Development of the CPC

The rational of using CPC is that this material will be completely resorbed and replaced by new bone. Two processes are simultaneously involved: (1) the degradation of CPC performed by osteoclasts and macrophagtes, and (2) the creation of new bone performed by osteoblasts. The presence of CPC particles could disturb the osteoblasts ability to make new bone. An unstable mechanical situation could result if the bone formation is delayed by the particles resulting from the CPC degradation. It would then be important for future CPC development to minimise the generation of particles smaller than 10 μm.

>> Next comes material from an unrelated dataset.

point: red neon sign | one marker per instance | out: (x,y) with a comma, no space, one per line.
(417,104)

Since the mechanical properties limit the clinical utilisation of the CPC, its composition or the adjuvants may be modified to maximise crystallisation to improved the mechanical properties. On the other hand, the equilibrium between osteogenesis and biodegradation is attentively thought. When CPC is rapidly resorbed during implantation and new bone formation is insufficient in the implanted site, or slowly resorbed to prevent the new bone formation and CPC loose its initial properties, the mechanical properties are decreased.

In orthopaedic surgery, PMMA cements are frequently used to fix prosthesis until today due to strong mechanical fixation, but this fixation presents loosening, especially in long term, because of the absence of biological fixation by bone tissue. For the fixation of surgical prosthesis, there is ideal to obtain the mechanical fixation in short time (during 1–3 months) and the biological fixation in long time (starting after 1 month). The mechanism of this fixation supposes that prosthesis are placed with a fixation by bone cement or by bone tissue, then the cement is resorbed and conducts new bone formation till the surface of prosthesis with excellent osteointegration to obtain the biological fixation. We think that when non-cemented prosthesis is combined with CPC, there is: (1) a mechanical fixation due to non-cemented prosthesis with a blockage between the prosthesis and bone tissue, and (2) the cement can fill the residual cavity around prosthesis. Ostoegenesis and an osteoconduction will lead to the fixation of the prosthesis by new bone formation.